肝臓の再生能力

肝臓は肝小葉という塊が集まって構成されています。その肝小葉は再生能力と予備能力を持っています。

 

肝臓は体内でも多くの役割を担っているため、肝臓の機能停止は生命の危機に直結してしまいます。不規則な生活やウイルスの感染に気付かず、放置してしまうと、肝細胞が壊死して炎症が起こります。

 

正常な肝臓の場合、障害の発生や切除されても、肝実質細胞や各種の肝非実質細胞がそれぞれ増殖することにより全体の4分の1が残っていれば数か月で本来の機能と大きさに戻ると言われています。

 

肝臓が再生すると言っても、新しく肝臓が生えてくるわけではなく、残った肝小葉の肥大によって元の大きさと機能をカバーするため、再生できる能力にも限りがあり、肝硬変や肝不全の場合には治癒することはありません。

 

また、慢性肝炎に陥ると、肝細胞の壊死と再生を繰り返すことになり、次第に肝細胞の再生が困難になるので、注意が必要です。
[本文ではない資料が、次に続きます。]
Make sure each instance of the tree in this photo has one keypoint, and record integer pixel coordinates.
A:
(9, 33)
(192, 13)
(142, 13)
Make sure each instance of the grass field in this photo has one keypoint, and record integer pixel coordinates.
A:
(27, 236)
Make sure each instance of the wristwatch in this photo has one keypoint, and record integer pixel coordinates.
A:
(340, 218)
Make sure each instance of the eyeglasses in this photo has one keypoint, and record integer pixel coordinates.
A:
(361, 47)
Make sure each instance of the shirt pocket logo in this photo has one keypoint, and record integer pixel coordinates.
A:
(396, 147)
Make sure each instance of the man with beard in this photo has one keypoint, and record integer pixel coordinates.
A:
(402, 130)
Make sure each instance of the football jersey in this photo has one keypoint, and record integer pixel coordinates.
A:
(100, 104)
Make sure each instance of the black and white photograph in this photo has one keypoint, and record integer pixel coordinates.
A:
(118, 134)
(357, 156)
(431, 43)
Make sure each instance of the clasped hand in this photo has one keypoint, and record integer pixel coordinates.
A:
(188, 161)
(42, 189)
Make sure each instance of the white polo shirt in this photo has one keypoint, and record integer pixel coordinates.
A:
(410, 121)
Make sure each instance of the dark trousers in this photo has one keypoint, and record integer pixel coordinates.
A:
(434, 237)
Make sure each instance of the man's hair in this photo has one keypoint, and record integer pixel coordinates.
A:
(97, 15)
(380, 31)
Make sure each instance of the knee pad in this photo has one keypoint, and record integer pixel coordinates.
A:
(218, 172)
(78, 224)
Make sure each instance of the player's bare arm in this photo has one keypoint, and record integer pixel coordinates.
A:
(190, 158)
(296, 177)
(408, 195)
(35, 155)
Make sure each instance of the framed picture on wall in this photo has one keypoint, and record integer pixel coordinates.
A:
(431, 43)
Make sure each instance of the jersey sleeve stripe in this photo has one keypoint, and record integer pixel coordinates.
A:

肝臓は切除しても元の大きさに戻ると言われていますが、それはあくまで肝臓が正常に働いていることが前提条件になります。

 

一方の予備能力とは、低下した肝機能をカバーする能力で多少の傷があっても正常な部分が働きを補うことで、肝臓の働きは保たれます。

 

しかし、この予備能力も激しい急性肝炎や、肝硬変の進行により低下します。この予備能力のおかげで、多少の肝機能が低下しても症状が現れることはありません。異常を感じる前に、定期的な健診をお勧めします。